Sunday May 19, 2024

City, Malir court judicial lock-ups lack potable water, toilets for UTPs

By Yousuf Katpar
March 13, 2024
This representational  image shows urinal in toilet. — Unsplash/File
This representational image shows urinal in toilet. — Unsplash/File  

Under-trial prisoners (UTPs) brought to the judicial lock-ups in the City Courts and Malir courts for hearings suffer from lack of access to basic facilities, including potable water and adequate toilets.

Justice (retd) Arshad Noor Khan, Member Judicial-I of the Sindh Human Rights Commission, recently visited both the judicial lock-ups, where he interacted with inmates. In his report, he highlighted that the purpose of his visits was to evaluate the conditions of the lock-ups with a specific focus on the well-being of inmates and the challenges faced by the administration for their proper functioning, particularly security arrangements and welfare of detainees.

At the Malir court lock-up facility, inmates complained of difficulties in obtaining clean drinking water, according to the report. “The lack of access to clean drinking water has been pointed out as a pressing issue within the judicial lock-up,” it said.

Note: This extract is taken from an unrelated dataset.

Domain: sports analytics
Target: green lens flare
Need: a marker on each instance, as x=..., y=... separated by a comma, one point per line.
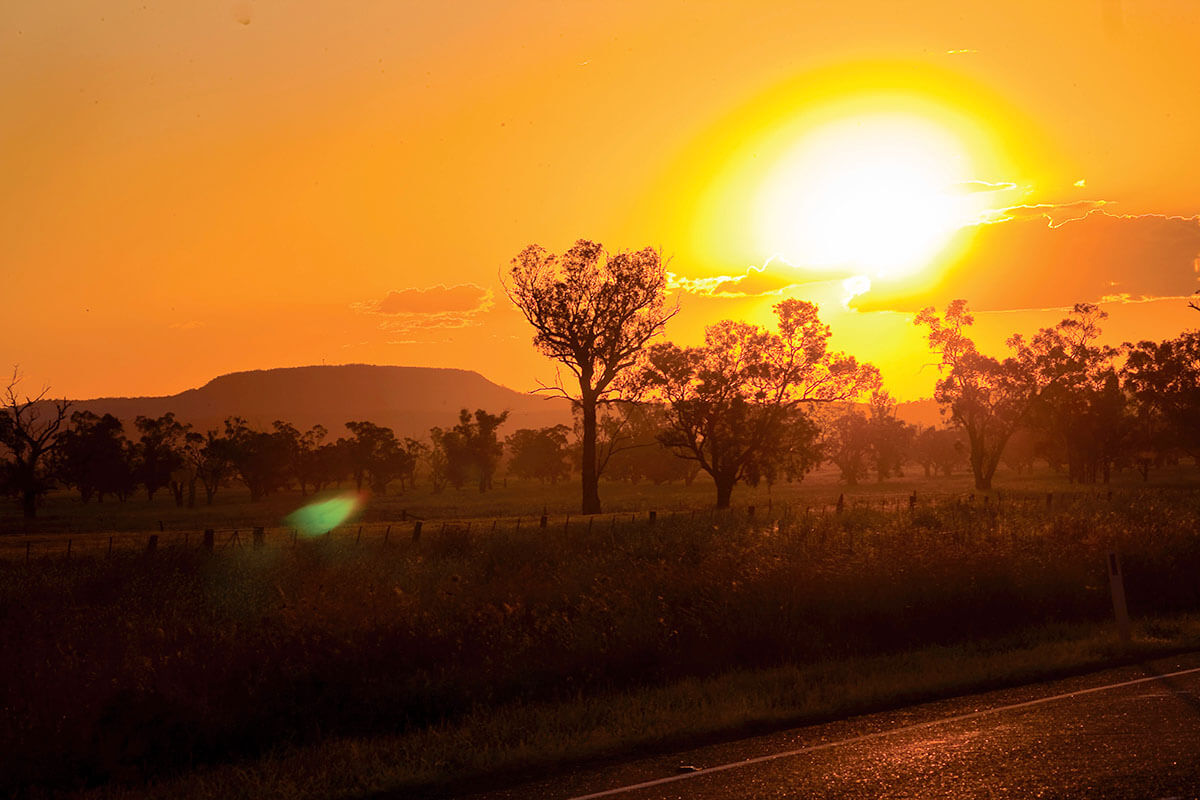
x=323, y=516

The report highlighted that there were inadequate arrangements, such ventilation, to prevent heat stroke incidents during summer months, raising concerns about safety and comfort of inmates amidst rising temperatures as per laws and procedures.

During his visit to the lock-up located on the City Courts premises, Justice Arshad said inmates expressed dissatisfaction with prolonged waiting times, particularly during various processes such medical check-ups and legal consultations/access to legal counsels. “Complainants regarding the quality and quantity of food provided were prevalent among inmates. Many voiced concerns about receiving insufficient nutrition, the repetitive nature of the meals served, and inadequate food supply,” he noted.

The report highlighted inadequate toilet facilities at the city court lock-up, stating that UTPs were concerned about lack of cleanliness, maintenance, and accessibility to toilets at the facility.

“Inmates reported instances of unhygienic conditions, including dirty living areas, inadequate waste management, and lack of regular cleaning routines,” it said.

Talking to The News, SHRC Chairperson Iqbal Ahmed Detho said: “We have powers to inspect government facilities, including detention ones, after which we compile a report and send it to the competent authority to take measures to remedy the situation.”

“Section 4 of the Sindh Protection of Human Rights Act, 2011, empowers the SHRC to visit any jail, hospital or institution under the administrative control of the provincial government,” he explained.

Detho said that previously the commission focused only on jails but it now undertook visits to detention facilities at the judicial complexes as well for inspection and to review and safeguard human rights.